The numbers just don’t add up when it comes to crime in the City of Ironton.

Statistics show most crimes have increased from 2008. Yet arrests, reports and even traffic citations have all decreased significantly. That arithmetic simply doesn’t make sense and appears to be illustrative of accountability issues within the department.

Wouldn’t logic tell you that if the number of crimes committed jumped dramatically then, the arrests would go up at least somewhat proportionately? But that hasn’t happened.

In the city, there were 311 arrests last year, compared to 401 in 2008. The number of reports filed dropped as well, from 1,475 in 2008 to 1,350 in 2009.

But crime was clearly on the rise.

The number of thefts and burglaries increased as well the number of stolen vehicles, thefts from vehicles, assaults and rapes.
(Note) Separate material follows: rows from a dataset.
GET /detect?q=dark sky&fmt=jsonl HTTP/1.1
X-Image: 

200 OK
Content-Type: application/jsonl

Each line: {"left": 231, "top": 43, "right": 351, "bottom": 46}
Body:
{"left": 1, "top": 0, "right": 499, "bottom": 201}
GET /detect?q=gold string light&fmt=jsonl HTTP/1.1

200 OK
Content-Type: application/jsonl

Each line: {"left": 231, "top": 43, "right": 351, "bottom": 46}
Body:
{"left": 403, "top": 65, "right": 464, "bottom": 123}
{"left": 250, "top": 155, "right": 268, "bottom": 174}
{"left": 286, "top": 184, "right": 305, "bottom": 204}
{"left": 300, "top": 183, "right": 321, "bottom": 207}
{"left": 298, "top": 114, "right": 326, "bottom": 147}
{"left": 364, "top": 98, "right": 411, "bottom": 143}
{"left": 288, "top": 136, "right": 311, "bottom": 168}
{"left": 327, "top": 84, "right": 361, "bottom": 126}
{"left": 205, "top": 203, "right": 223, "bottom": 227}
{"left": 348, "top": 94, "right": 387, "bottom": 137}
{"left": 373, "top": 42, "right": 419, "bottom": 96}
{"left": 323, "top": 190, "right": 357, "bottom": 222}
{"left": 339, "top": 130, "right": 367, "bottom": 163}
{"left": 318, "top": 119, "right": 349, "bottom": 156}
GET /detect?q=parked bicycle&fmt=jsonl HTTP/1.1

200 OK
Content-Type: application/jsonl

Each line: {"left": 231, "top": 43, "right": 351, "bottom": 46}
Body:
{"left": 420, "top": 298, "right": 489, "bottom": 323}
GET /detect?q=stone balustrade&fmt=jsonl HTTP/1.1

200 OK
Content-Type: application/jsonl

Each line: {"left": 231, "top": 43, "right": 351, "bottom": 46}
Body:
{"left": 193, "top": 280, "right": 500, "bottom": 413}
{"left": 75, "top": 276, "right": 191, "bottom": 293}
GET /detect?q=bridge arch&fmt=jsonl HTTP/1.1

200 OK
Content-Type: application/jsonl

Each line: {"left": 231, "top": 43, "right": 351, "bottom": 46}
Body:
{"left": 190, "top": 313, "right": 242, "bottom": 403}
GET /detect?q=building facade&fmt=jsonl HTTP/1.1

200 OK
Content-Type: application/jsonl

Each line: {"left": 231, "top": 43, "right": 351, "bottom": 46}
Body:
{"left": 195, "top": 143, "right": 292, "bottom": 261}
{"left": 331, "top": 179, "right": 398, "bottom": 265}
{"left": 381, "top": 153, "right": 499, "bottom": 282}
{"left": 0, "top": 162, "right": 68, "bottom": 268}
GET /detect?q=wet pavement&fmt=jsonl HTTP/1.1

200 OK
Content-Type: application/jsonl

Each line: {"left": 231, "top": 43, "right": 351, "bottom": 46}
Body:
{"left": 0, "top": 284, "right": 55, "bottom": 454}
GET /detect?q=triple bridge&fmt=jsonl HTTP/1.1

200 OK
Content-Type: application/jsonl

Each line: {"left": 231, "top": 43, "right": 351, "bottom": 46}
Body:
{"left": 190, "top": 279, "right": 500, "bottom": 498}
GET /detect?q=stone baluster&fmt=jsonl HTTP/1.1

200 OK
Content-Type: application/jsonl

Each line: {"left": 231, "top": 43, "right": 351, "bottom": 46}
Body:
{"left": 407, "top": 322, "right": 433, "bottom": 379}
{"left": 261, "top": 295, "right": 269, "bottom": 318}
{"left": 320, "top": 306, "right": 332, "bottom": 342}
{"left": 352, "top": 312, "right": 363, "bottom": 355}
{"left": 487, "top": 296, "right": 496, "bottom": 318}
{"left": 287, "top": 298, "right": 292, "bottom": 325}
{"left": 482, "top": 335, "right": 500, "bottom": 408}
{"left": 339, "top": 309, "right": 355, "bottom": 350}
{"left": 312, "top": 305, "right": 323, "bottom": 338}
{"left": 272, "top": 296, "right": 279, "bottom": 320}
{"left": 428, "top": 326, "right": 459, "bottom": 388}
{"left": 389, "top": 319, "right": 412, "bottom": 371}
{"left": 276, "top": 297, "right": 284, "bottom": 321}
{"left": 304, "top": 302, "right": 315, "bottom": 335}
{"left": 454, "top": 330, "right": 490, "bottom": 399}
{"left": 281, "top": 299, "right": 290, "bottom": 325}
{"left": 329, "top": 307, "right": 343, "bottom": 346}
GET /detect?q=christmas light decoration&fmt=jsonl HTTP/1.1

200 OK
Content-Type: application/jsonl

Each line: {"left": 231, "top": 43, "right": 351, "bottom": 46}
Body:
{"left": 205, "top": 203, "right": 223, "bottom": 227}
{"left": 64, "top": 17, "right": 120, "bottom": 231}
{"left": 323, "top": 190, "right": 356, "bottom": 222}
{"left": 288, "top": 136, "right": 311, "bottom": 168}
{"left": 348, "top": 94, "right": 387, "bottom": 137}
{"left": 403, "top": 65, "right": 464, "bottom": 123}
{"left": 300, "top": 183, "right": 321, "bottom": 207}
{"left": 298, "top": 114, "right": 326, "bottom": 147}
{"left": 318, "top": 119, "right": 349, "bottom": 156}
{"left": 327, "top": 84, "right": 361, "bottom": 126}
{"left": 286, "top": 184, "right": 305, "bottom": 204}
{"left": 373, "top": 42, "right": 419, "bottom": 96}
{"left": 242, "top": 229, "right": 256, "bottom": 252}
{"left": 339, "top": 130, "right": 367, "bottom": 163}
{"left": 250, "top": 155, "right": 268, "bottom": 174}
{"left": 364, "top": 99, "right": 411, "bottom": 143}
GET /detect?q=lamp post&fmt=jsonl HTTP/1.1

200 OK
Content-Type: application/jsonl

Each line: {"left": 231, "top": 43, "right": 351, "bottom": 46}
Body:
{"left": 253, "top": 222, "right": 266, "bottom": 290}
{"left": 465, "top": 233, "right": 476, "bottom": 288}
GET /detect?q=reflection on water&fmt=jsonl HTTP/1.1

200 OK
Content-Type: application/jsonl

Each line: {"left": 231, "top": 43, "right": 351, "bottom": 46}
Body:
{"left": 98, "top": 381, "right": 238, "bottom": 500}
There were some positives from the annual stats and we know the department has been shorthanded part of the year but that doesn’t excuse or explain it. We have to believe more can be done with the staff that is in place.

Traffic violations are a good example.

The number of traffic citations written in 2009 dropped substantially from the year before with 567 versus 1,251.

That seems to be an excessively low number. Let’s say the IPD had an average of 10 road officers last year. This equates to each officer only writing an average of less than 60 citations, which breaks down to five a month.

With the consistent problem with speeding and running stop signs in Ironton, these numbers are simply unacceptable.

Ironton Police Chief Jim Carey said, “This shows us where our weaknesses are and where we need to improve.”

We couldn’t agree more and urge the IPD to create a clear plan that shows exactly how our community will be cleaned up.